By leaders clearly communicating expectations, listening for clarification and observing how they are behaving, better decisions can be made by all involved. This happens because the environment created can, in turn, develop the behaviours of employees, increase the levels of accountability and create the right organizational culture.
How aspects of culture impact competitive advantage
In a November 2015 study, “How Corporate Culture Affects the Bottom Line,” by Duke University’s Fuqua School of Business, executives indicate that corporate culture drives profitability, acquisition decisions and even whether employees behave in ethical ways.
Among the findings of the study:
- More than 90% said that culture was important at their firms.
- 92% said they believed improving their firm’s corporate culture would improve the value of the company.
- More than 50% said corporate culture influences productivity, creativity, profitability, firm value and growth rates.

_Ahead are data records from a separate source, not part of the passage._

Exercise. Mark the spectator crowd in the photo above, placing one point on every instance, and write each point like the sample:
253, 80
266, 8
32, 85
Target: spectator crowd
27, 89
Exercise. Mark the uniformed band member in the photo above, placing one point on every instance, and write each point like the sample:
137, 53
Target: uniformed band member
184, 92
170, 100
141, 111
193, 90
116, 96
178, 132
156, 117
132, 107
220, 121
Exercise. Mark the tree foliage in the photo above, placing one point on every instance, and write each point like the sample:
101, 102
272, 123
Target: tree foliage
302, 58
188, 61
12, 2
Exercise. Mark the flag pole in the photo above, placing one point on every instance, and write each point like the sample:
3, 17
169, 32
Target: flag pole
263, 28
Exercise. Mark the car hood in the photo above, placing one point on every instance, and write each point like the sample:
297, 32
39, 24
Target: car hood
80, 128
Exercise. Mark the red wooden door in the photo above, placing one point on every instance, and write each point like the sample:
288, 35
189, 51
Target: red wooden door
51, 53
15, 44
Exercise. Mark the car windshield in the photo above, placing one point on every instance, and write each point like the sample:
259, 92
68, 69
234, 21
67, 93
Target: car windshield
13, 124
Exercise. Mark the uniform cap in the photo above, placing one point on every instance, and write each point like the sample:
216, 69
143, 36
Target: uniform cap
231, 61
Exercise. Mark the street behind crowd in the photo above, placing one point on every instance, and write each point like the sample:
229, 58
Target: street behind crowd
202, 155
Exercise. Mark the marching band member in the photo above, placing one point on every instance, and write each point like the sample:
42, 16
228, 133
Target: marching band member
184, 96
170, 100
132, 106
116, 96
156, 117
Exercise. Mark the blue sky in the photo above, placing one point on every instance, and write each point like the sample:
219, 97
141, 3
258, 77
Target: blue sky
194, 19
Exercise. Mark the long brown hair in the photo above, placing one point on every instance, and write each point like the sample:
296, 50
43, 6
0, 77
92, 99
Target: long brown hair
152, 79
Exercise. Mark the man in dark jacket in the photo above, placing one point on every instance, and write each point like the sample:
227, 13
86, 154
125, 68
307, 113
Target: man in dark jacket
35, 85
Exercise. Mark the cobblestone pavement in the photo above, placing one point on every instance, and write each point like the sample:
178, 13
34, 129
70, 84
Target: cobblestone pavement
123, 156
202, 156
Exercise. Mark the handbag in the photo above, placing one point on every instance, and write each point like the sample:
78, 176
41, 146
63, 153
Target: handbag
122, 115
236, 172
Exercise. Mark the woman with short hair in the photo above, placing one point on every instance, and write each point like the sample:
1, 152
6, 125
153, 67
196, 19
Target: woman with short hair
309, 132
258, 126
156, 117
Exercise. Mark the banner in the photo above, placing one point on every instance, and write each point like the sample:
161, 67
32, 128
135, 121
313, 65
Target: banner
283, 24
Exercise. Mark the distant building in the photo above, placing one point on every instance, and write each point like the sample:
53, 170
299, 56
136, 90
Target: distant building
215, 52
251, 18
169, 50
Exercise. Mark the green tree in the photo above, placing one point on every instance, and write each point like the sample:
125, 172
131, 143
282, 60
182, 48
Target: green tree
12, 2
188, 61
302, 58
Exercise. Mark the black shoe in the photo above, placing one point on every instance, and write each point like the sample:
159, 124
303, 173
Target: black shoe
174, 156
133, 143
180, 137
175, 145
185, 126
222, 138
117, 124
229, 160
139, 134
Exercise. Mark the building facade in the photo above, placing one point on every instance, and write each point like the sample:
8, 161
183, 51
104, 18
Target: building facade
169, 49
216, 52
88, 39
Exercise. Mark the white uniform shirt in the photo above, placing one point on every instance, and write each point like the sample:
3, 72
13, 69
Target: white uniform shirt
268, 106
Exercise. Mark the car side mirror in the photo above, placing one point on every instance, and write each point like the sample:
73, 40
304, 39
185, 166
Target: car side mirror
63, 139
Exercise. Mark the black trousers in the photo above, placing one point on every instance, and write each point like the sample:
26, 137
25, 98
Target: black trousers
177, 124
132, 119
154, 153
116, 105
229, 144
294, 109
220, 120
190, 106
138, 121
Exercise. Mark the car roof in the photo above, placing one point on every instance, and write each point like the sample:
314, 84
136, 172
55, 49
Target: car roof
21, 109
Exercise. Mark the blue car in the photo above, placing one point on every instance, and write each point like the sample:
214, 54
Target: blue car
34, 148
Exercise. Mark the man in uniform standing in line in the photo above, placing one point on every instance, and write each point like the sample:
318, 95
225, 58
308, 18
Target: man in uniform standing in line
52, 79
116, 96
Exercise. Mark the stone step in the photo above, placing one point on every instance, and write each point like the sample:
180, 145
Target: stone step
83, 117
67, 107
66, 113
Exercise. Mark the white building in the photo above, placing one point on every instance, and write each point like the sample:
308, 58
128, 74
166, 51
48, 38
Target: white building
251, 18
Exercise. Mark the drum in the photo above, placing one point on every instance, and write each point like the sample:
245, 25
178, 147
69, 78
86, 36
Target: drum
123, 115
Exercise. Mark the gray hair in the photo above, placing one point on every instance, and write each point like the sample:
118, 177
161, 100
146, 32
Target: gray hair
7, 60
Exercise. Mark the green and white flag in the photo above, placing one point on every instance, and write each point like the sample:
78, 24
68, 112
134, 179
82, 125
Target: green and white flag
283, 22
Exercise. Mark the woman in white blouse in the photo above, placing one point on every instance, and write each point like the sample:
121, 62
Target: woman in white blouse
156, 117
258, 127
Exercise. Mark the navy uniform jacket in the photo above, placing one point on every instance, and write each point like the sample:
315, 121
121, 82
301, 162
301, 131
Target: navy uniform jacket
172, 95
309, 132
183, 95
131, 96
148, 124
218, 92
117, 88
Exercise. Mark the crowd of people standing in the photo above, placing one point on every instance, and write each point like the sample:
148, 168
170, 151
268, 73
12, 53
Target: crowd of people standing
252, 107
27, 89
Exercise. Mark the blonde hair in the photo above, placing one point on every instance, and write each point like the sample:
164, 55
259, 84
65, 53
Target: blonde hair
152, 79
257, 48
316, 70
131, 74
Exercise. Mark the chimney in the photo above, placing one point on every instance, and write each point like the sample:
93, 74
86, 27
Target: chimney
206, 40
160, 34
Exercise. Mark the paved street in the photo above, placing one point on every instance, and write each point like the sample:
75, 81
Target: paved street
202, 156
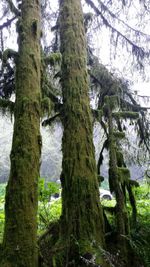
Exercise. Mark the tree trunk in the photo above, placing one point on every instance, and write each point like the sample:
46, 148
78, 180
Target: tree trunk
20, 234
82, 233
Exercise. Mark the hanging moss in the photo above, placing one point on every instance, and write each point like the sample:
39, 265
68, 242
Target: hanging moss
6, 106
81, 224
9, 53
126, 115
112, 101
120, 160
53, 59
46, 106
123, 174
119, 135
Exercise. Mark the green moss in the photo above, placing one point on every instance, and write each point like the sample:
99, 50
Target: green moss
6, 106
20, 233
112, 101
53, 59
119, 135
126, 115
9, 53
123, 174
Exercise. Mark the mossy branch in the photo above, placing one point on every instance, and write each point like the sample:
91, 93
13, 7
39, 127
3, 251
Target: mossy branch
7, 23
126, 115
119, 135
13, 8
50, 120
6, 106
53, 59
9, 53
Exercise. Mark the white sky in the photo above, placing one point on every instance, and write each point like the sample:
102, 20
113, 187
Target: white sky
101, 43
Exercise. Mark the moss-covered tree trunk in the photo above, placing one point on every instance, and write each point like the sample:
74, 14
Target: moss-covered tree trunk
20, 234
82, 233
122, 221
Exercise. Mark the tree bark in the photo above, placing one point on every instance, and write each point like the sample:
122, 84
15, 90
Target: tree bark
82, 233
20, 234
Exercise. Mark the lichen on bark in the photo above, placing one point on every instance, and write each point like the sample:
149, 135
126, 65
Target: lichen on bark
20, 233
81, 224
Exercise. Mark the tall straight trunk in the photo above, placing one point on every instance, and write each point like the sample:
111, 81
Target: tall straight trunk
20, 234
81, 222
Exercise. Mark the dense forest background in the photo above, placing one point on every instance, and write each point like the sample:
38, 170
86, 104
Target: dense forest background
70, 67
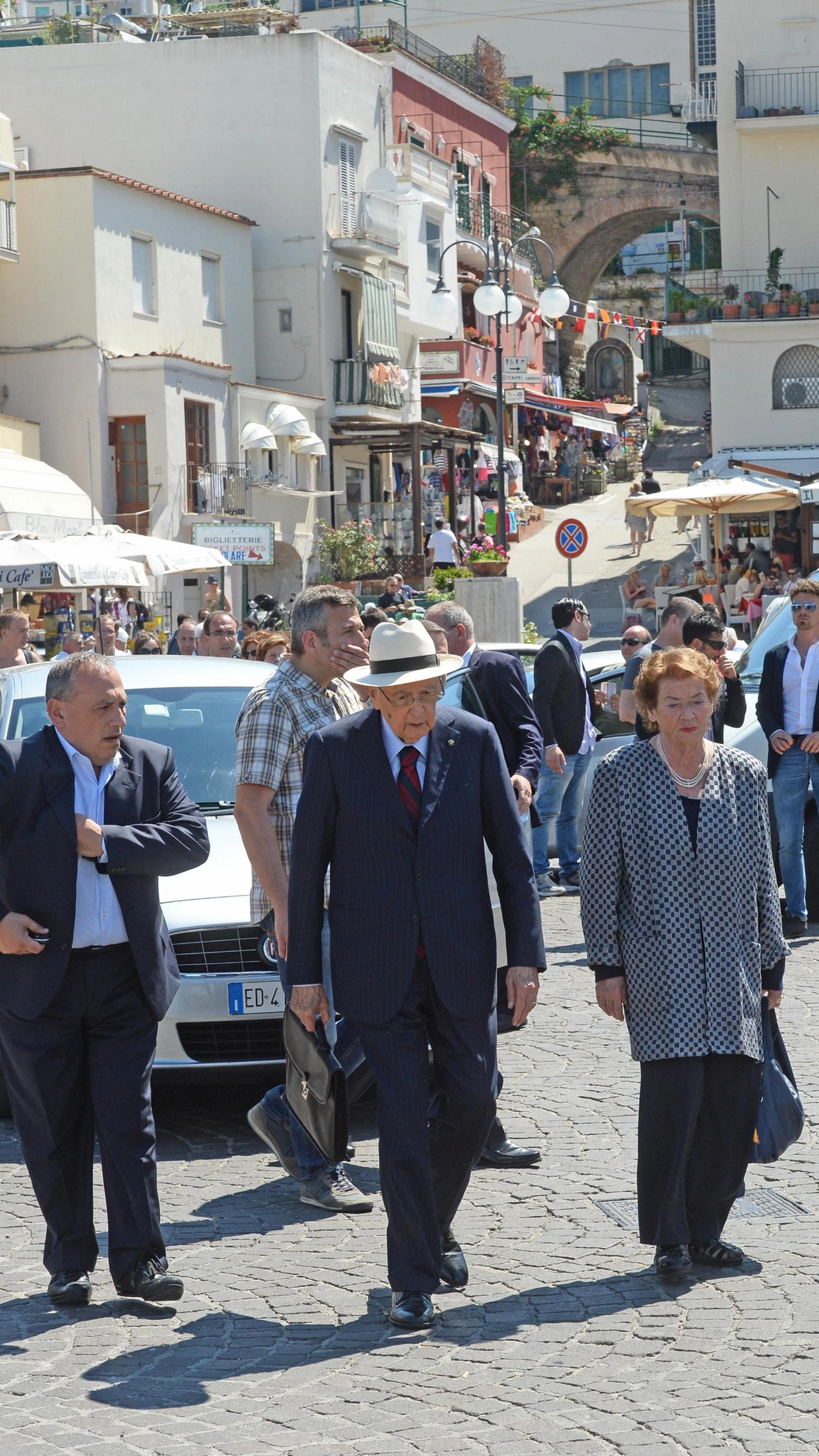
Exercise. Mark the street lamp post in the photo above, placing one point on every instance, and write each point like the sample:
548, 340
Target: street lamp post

- Only 15% said their firm’s corporate culture was where it needed to be.
All of these findings show that there is certainly a desire to get culture right and as my brief initial story shows, organizations in any industry can differentiate themselves not only because of what they do but because of how they do it. There can be great strategies in place, but if the right behaviours and supporting systems are not, the culture of the organization will defeat the strategy.
Having the right culture will ensure that higher levels of motivation exist among both leaders and their direct reports exist in the workplace. Motivation impacts “how” things are done as it impacts skills, knowledge, abilities, attitudes and the resulting behaviours. These, in turn, help to create long-term value creation, a better overall customer experience and a clear and distinct competitive advantage.
Culture matters and whether it is negative or positive, it rules your organization and as we have seen, it is heavily linked to the behaviours demonstrated. It is also important to note that culture is not an HR responsibility, it is part of organizational strategy and therefore dependent on everyone playing their part and feeling that they are a part of things.